Note: You may have to find the device ID of your USB mic to make the above code work out-of-the-box. There are many tutorials to find the same:  , 
Classification and visualization of results
At this stage, we have a python script that continuously records audio and calculates the urban noise power of the audio recording. If the urban noise exceeds a pre-defined threshold, the recorded audio is saved for classification. We had converted the NN model to the TensorFlow Lite version to classify on Raspberry Pi. The classify.py script can be run to classify the recorded audio using the TensorFlow Lite model. I have also uploaded the lite model to the GitHub repository so that you can easily get started. In reality, you can train your model, fine-tune and update them to be used instead.
We have built a NN model using TensorFlow to classify sounds, recorded urban noises, and used a lite-version of the TensorFlow to classify these noises. However, how do we visualize the results? I am partial to Dash and Plotly and therefore will be using it to spin up a python web server on the Raspberry Pi to view the results from your local network.

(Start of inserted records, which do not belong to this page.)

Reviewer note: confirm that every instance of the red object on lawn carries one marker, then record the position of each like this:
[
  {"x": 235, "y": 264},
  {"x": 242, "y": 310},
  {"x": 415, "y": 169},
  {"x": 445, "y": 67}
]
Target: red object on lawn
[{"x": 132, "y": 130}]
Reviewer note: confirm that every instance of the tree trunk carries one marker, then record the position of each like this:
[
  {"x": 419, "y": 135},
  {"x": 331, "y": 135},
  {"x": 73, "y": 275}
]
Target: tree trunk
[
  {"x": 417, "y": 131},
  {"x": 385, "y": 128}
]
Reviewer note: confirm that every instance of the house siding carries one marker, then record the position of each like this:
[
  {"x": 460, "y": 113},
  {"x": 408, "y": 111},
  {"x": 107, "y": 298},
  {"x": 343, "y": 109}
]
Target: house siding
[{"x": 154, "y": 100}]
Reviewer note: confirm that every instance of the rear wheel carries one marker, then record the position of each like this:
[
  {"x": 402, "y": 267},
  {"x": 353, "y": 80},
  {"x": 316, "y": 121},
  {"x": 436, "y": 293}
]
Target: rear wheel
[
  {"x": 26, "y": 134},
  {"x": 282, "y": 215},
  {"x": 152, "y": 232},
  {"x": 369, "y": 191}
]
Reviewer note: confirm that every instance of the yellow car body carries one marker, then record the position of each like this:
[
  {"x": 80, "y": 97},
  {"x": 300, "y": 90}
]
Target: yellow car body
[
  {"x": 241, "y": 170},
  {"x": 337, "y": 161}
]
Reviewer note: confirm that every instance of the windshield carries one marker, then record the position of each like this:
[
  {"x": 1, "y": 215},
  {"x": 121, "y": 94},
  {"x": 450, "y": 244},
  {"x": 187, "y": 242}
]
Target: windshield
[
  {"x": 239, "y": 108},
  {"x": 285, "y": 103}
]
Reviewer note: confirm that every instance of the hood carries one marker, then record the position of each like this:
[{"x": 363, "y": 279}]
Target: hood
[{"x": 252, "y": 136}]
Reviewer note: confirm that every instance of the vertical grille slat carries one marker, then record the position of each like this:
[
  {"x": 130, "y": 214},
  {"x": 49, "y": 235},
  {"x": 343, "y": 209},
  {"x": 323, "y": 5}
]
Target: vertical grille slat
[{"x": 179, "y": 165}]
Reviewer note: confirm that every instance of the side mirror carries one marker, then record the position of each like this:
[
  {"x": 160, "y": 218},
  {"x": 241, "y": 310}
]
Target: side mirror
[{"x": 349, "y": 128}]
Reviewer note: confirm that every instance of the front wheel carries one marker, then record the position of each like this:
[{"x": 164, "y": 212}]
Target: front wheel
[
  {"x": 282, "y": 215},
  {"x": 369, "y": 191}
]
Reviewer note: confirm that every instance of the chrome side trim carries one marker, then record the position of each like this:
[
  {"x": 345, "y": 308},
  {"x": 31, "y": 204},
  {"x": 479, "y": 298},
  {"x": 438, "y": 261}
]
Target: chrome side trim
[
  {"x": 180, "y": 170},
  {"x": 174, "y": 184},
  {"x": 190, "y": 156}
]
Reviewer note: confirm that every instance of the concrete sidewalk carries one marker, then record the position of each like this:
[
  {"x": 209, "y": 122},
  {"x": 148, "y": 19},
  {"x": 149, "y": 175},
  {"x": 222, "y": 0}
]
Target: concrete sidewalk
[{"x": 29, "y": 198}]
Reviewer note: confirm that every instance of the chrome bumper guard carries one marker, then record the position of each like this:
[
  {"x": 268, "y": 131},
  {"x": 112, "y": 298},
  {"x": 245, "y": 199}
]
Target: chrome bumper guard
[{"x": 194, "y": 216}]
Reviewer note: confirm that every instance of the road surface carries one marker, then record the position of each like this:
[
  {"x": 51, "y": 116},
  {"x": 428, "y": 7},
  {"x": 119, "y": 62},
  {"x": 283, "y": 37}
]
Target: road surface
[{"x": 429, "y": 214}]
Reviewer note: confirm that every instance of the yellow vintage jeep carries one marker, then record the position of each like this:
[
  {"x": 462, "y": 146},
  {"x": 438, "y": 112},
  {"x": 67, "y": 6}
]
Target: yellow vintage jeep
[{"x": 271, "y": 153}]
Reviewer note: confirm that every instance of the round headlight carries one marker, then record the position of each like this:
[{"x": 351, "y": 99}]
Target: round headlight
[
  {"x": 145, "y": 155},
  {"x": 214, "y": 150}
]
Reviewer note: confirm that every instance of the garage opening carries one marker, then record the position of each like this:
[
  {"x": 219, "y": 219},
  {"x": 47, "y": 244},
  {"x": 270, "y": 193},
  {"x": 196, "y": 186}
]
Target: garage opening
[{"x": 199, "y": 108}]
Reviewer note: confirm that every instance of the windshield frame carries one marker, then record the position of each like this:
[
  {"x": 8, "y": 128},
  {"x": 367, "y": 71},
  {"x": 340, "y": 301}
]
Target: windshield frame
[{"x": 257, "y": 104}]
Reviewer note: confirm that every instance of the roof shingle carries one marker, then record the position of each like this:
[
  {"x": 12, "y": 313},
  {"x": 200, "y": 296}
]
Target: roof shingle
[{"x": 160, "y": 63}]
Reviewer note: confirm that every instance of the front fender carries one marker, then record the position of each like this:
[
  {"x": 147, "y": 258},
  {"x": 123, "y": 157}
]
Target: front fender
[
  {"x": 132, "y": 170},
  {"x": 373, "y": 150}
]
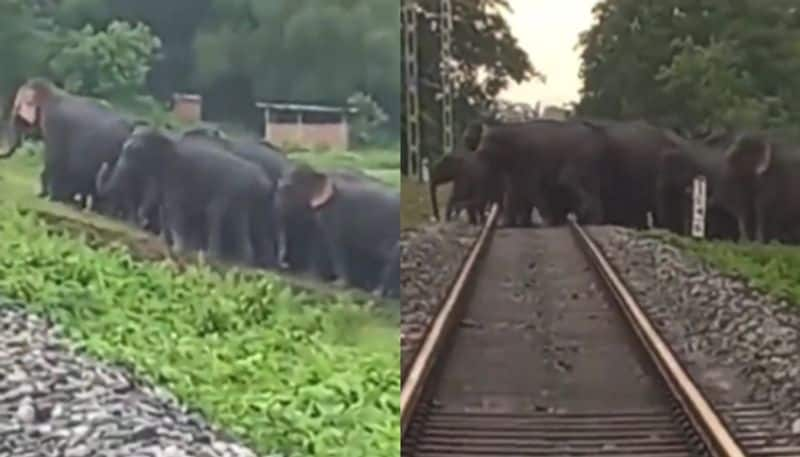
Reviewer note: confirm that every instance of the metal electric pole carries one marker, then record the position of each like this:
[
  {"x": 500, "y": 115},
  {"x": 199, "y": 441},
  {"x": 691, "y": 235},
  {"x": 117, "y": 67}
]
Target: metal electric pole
[{"x": 411, "y": 68}]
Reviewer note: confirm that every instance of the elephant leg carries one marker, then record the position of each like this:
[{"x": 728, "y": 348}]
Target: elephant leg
[
  {"x": 176, "y": 225},
  {"x": 744, "y": 235},
  {"x": 760, "y": 221},
  {"x": 216, "y": 223},
  {"x": 244, "y": 237},
  {"x": 390, "y": 276},
  {"x": 450, "y": 210},
  {"x": 44, "y": 183},
  {"x": 337, "y": 253}
]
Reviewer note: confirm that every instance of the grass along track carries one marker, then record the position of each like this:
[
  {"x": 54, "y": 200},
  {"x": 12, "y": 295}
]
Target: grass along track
[
  {"x": 489, "y": 393},
  {"x": 257, "y": 356}
]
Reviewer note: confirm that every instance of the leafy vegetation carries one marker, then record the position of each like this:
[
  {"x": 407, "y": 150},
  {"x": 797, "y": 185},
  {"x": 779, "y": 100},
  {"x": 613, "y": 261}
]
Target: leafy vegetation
[
  {"x": 694, "y": 64},
  {"x": 111, "y": 63},
  {"x": 232, "y": 52},
  {"x": 252, "y": 354},
  {"x": 288, "y": 371}
]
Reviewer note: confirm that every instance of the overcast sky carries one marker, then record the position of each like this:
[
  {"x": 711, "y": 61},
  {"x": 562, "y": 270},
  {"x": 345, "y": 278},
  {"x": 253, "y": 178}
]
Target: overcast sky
[{"x": 548, "y": 30}]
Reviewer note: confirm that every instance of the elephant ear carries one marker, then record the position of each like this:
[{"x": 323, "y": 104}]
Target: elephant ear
[
  {"x": 750, "y": 156},
  {"x": 25, "y": 105},
  {"x": 323, "y": 191}
]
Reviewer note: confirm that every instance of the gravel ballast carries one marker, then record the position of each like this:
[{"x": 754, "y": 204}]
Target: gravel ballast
[
  {"x": 431, "y": 257},
  {"x": 741, "y": 346},
  {"x": 55, "y": 401}
]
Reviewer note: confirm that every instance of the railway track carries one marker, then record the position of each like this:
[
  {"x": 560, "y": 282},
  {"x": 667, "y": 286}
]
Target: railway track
[{"x": 540, "y": 350}]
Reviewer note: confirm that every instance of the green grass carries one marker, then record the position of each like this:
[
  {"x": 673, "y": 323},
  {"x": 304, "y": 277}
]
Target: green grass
[
  {"x": 288, "y": 371},
  {"x": 382, "y": 164},
  {"x": 772, "y": 269}
]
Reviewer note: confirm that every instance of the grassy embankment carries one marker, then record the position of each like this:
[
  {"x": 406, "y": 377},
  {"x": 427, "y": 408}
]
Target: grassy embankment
[
  {"x": 772, "y": 269},
  {"x": 287, "y": 370}
]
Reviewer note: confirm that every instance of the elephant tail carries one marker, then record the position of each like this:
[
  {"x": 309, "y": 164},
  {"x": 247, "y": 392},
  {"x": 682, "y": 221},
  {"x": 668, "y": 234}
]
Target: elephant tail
[{"x": 432, "y": 186}]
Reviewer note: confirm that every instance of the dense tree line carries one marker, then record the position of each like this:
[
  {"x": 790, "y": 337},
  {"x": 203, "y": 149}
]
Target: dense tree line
[
  {"x": 233, "y": 52},
  {"x": 694, "y": 64},
  {"x": 486, "y": 58}
]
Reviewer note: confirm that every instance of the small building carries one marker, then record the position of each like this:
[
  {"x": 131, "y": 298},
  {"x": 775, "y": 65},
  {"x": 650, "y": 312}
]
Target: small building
[
  {"x": 554, "y": 112},
  {"x": 188, "y": 107},
  {"x": 306, "y": 126}
]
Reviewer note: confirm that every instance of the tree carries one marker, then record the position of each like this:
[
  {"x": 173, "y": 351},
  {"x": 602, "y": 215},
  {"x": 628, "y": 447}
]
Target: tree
[
  {"x": 110, "y": 64},
  {"x": 23, "y": 41},
  {"x": 486, "y": 58}
]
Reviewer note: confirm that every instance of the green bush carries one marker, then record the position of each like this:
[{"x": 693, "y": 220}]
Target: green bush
[{"x": 109, "y": 64}]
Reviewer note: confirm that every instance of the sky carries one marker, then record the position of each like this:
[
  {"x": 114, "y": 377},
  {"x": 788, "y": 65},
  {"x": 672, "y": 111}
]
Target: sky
[{"x": 548, "y": 31}]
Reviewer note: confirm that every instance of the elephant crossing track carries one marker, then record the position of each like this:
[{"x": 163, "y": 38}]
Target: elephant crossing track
[{"x": 540, "y": 350}]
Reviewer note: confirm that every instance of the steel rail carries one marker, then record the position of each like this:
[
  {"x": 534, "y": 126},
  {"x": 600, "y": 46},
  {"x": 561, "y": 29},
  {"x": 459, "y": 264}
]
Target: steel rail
[
  {"x": 707, "y": 423},
  {"x": 441, "y": 326}
]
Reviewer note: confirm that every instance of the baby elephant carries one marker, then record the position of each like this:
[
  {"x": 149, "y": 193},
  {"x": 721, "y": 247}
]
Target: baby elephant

As my script classifies urban noise that is recorded, which is usually 3–4 seconds long, like engine idling or children playing, it also continuously monitors background urban noise power for a longer duration. This background urban noise power, average audio power over 10–15 minutes, is compared against the average audio power during a ‘silent period. This silent period was recorded during the night around 11PM-12AM. Therefore, I have now the individual noise classification results and the background urban noise calculated every 10–15 minutes. The script writes these into two CSV files respectively (you can observe this in the classify.py script). I have written a simple web app which can be found in index.py in the Github repository. Running this script, using the command python3 index.py will spin up a python web app at http://0.0.0.0:5000 . This page can either be opened directly on the Raspberry Pi, provided the pi is connected to a monitor or accessed via VNC-viewer. Otherwise, you can view this page from any devices’ browser connected to the same network (WiFi or LAN) as the Raspberry Pi. Assume the Pi has the network address of 192.168.0.10. By visiting the following address http://192.168.0.10:5000 in the browser, you can observe the results.
Visualization results of our Urban Noise Monitor can be seen in the first figure at the beginning of this article. The webpage lists all the audio files that have been classified in a table along with the top 2 predictions (with output ‘probability’ for each of these predictions, called the Certainty). On the top of this table, a bar plot visualizing the background urban noise power at 15-minute intervals is also plotted. This noise power, calculated in dB, is compared to the urban noise at night time. One can see that the urban noise is at least 10dB higher during the daytime. The classification results might not be as intuitive as you expect. Apart from engine-idling or children-playing, I was hard-pressed to find the rest of the categories from the urban noise dataset in my neighborhood. However, you can re-train your network using newly collected data and adding new labels! Thereby, you can update your NN models and get a better classification of the sounds! This will require no change in the setup apart from adding new labels, re-training, and using the updated model file for classification.
This was my first foray into EdgeAI and TinyML. The system is far from perfect. The network itself was crudely developed, as basic as it gets. The scripts were adapted to my needs from off-the-shelf projects. However, in its entirety, it was a fun exercise and a great peek into the possibilities in this area.